Adit yang mendengar itu langsung merinding seketika. Arif beranjak, tidak mengucapkan apa-apa dan langsung menarik Adit keluar gubuk. Segera Arif menutup pintu dan berjalan kembali kearah Desa.
“Ada apa Rif?” tanya Adit penasaran. Dia benar-benar tidak bisa menebak apa yang telah terjadi. “Kita harus ketempat Pak Dirman” ucapnya, dengan langkah yang hampir bisa dikatakan setengah berlari. Tidak bertanya lebih lanjut Adit mengikuti apa yang Arif katakan.

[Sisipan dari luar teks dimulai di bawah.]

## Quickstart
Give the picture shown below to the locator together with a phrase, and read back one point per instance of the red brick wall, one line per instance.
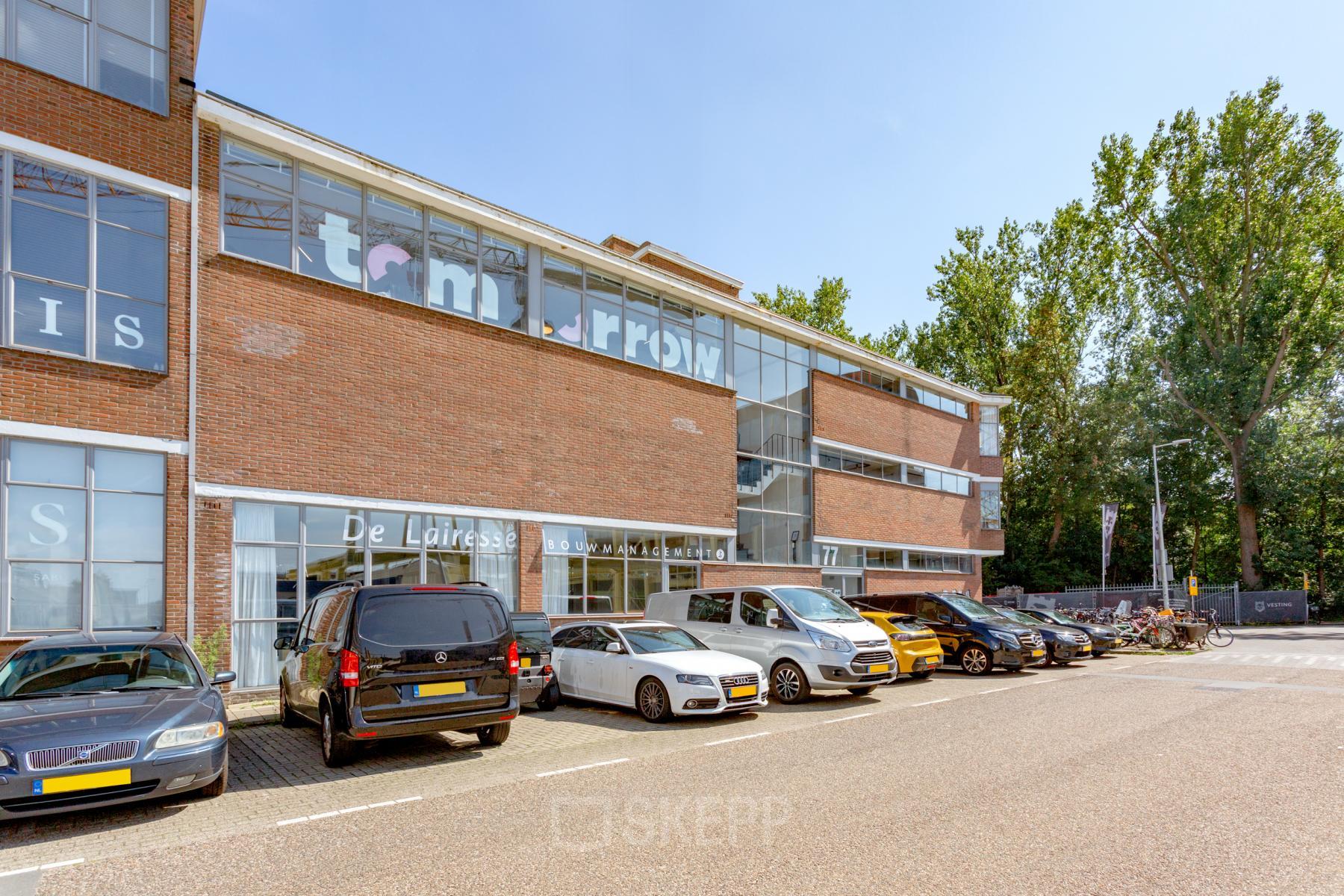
(856, 507)
(726, 575)
(863, 417)
(886, 581)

Terengah-engah mereka sudah berada didepan rumah Pak Dirman. Sekali lagi Arif mencoba mengetuk dan memanggil-manggil nama Pak Dirman. “Ada yang tidak beres Dit, coba kita cek lewat belakang” ucap Arif.
Mereka buru-buru berjalan memutar, dibelakang juga terlihat suasana sepi. Terlebih rumah Pak Dirman yang agak jauh dari rumah warga lainnya, sehingga mereka juga tidak bisa bertanya kepada tetangga sekitar.
“Apa yang kamu lakukan Rif” ucap Adit, saat melihat Arif mencoba membuka pintu dapur milik Pak Dirman. “Tidak dikunci Dit” kata Arif sambil menengok kearah Adit.
“Yakin kita akan masuk Rif?” ujar Adit yang masih merasa ragu, bagaimana jika Pak Dirman sedang pergi keluar dan melihat mereka mengendap-ngendap memasuki rumahnya, bisa habis mereka dihajar warga Desa.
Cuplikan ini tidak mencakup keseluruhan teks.